Rae told Lucas what she’d learned about Claxson’s rugs: “They’re okay, not great. Most of them made in India. The rug guy told me they look better than they actually are.”

They were still talking about the rugs, and the guns and the mirrors, and the antique boxes, and the two Japanese swords racked near the door, when, ten minutes later, Chase poked her head in the room, and said, “I worry about this, so . . . go easy as you can.”

Lucas nodded. “Sure.”



* * *





WHEN LUCAS, BOB, AND RAE walked into the parlor, Oakes was seated on a beige, Italian-looking couch, knees tight together, elbows tight to the ribs, purse in her lap, held with both hands. She was frightened.

Rae dropped on the couch beside her, a few inches too close. “Ouch!” she exclaimed, reaching under her jacket and pulling out her Glock. She leaned across Oakes and, with noisy clatter, dropped it on the end table, its muzzle pointing toward Oakes. To Oakes she said, “Shit gets up my back, know what I’m sayin’?”

It wasn’t a real question, and Oakes didn’t answer. Lucas took a chair facing her, and Bob dragged over another chair, its legs scraping across the plank floor with a tooth-rattling screech, until he was also too close to her.

Lucas said, “Miz Oakes . . .”

Bob: “Jesus, Lucas, call her Helen—we’re all friends here. That is your name, right? Helen?”

Oakes nodded, flinching away from Bob.

Lucas said, “Okay, Helen. Look, we don’t want to frighten you, and you’re not required to tell us anything. We won’t arrest you at this point, but you are in serious jeopardy.”

“That’s the fucking truth,” Rae said. “He ain’t bullshitting you, babe . . . Excuse the language.”

“Everybody, shut up,” Lucas said. “I’m talking.”

“Yez, boss. I always do what white people tell me,” Rae said.

“Shut the fuck up, both of you, and let Helen talk,” Bob said.

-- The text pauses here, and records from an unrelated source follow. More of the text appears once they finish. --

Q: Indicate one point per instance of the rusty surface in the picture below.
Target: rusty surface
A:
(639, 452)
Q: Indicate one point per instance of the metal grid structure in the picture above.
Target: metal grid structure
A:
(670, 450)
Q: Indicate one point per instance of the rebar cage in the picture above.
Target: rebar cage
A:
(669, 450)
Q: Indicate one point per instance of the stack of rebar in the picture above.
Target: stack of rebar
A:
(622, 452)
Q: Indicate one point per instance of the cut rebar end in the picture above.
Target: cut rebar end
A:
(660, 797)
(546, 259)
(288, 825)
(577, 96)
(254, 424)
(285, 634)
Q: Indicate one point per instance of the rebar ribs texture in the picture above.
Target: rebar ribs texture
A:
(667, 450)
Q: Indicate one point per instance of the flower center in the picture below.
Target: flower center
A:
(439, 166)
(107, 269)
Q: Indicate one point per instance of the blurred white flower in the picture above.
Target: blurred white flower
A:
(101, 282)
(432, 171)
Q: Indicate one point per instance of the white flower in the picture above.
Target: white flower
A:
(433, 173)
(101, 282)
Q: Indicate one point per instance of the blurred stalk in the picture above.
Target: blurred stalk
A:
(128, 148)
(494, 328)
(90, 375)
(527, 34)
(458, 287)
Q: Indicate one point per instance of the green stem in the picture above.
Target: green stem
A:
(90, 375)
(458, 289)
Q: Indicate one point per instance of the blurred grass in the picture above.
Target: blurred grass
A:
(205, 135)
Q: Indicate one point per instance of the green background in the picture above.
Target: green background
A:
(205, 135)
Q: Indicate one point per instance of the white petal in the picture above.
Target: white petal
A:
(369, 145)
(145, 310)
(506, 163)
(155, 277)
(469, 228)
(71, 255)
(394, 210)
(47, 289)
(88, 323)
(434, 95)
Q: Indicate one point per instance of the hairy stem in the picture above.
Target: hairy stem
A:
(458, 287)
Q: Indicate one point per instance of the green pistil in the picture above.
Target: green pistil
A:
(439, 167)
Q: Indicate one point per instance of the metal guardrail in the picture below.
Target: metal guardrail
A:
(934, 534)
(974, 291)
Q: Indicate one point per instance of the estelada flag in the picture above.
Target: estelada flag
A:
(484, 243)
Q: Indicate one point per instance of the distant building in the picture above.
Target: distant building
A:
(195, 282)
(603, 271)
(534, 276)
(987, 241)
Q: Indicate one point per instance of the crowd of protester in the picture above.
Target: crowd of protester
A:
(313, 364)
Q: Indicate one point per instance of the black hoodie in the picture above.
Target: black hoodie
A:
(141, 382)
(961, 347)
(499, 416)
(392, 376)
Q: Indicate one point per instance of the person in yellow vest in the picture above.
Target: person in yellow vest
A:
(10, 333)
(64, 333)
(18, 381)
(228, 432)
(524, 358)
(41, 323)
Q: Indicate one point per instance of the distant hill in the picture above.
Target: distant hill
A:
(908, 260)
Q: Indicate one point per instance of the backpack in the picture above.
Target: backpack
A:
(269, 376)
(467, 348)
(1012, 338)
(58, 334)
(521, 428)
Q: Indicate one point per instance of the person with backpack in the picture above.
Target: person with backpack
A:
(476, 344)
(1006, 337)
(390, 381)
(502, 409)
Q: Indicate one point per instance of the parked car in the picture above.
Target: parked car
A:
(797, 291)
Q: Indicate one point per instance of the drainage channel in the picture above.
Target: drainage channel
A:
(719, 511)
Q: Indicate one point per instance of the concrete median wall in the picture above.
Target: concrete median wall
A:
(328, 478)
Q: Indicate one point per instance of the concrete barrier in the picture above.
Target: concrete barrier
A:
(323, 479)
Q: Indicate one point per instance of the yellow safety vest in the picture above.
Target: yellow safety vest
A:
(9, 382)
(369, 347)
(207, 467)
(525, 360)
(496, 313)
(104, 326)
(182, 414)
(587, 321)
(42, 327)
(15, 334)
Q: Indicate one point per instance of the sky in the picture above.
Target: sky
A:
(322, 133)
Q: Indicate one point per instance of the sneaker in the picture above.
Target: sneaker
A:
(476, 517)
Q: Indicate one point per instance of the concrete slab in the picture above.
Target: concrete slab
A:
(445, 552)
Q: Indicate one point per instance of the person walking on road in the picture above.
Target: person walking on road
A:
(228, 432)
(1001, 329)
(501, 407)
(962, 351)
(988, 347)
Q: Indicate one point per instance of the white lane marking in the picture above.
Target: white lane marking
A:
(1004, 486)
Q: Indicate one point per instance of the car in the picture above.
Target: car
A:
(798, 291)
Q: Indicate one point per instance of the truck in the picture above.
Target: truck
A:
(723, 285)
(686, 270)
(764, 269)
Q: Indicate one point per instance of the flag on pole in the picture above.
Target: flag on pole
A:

Lucas continued. “Helen, your boss is going to prison for a very long time. Probably for a couple of decades or more, if we get him for these murders. I’ll be honest and tell you we aren’t all that interested in you. You’re small fry. We’re interested in Claxson and some of his military operators. If you stonewall us and we give up on you . . . we could easily throw you in the same bag. We know you must have had intimate knowledge of what was going on in there, since you’re so close to Claxson—”

“I was his PA!” Oakes wailed, opening her mouth for the first time. “I handled his schedule and travel reservations, but I didn’t do any of the business stuff.”

“Oh, horseshit,” Rae said.

Lucas snapped: “Rae, I don’t want to have to warn you again.”

“You ain’t warned me the first time, cracker,” Rae said. To Oakes she said, “I can tell you from personal experience, honey, that you don’t want to fuck with the FBI. Those coldhearted motherfuckers drop you in a hole without thinking about it twice, and not even remember you’re there after they throw you in. Claxson’s going down for thirty. You don’t want to be in that bag.”

“C’mon, Rae,” Bob said, “don’t be trying to scare her.” To Oakes he said, “Even if they put you in prison, well, federal prison, especially for women, isn’t that bad. You get three hots and a cot and good medical attention.”

“Not the only kinda attention she’d get,” Rae said, lifting her eyebrows. “Some of them rug munchers can get right up in your lap.”

“C’mon, Rae, goddamnit,” Bob said.

Lucas raised his voice. “Again, everybody shut up.” To Oakes: “Claxson’s computers are all encrypted. Do you know his private key?”